Lacto-fermented vegetables are a way of pickling or preserving vegetables that encourages the proliferation of lactobacilli. This process increases the levels of vitamins and minerals that can be absorbed from the vegetables, while also making them easier to digest. The lactic acid that is produced through the process I will describe below increases the growth of healthy flora in the stomach, leading to remarkably better digestion. Many enzymes and substances that have antibiotic, antiviral and anticarcinogenic substances are produced as well. It is also the prefect preservative to keep your vegetables fresh and delicious.

1 tablespoon, or the equivalent, should be eaten with every meal for those with severely upset stomachs. Others with properly functioning digestive systems will find that eating a tablespoon once a day or a few times a week is enough to see numerous health benefits. In addition to the digestive enhancements mentioned earlier, studies show that eating lacto-fermented foods lowers asthma symptoms, improves skin problems, boosts the immune system and promotes vitality and overall increased wellness.

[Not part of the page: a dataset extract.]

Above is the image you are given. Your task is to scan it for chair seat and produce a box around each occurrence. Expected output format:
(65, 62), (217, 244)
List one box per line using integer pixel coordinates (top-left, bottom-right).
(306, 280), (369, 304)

I chose to use lemon cucumbers for this recipe because my mom brought them from her garden, and I just love them! Don't be fooled by the name--they are a sweet variety of cucumber and only look like a lemon.

INGREDIENTS
  • 8-10 lemon cucumbers
  • 1 tablespoon mustard seed
  • 2 tablespoons dill
  • 1 tablespoon sea salt
  • 4 tablespoons whey (another great time to use your homemade whey!) or an extra tablespoon of sea salt can be substituted
  • filtered water
  • You will need a quart size mason jar
DIRECTIONS

Wash cucumbers and cut them into quarters or eighths. Place them in the jar along with the mustard seed, dill, sea salt and whey. Pour water in the jar until it reaches one inch below the top. Put the lid on tightly and store at room temperature for 2 days. After that, store in the refrigerator. Do not be concerned if you see tiny bubbles formed; that is part of the process. Eat as a condiment with meat, fish, grains or legumes.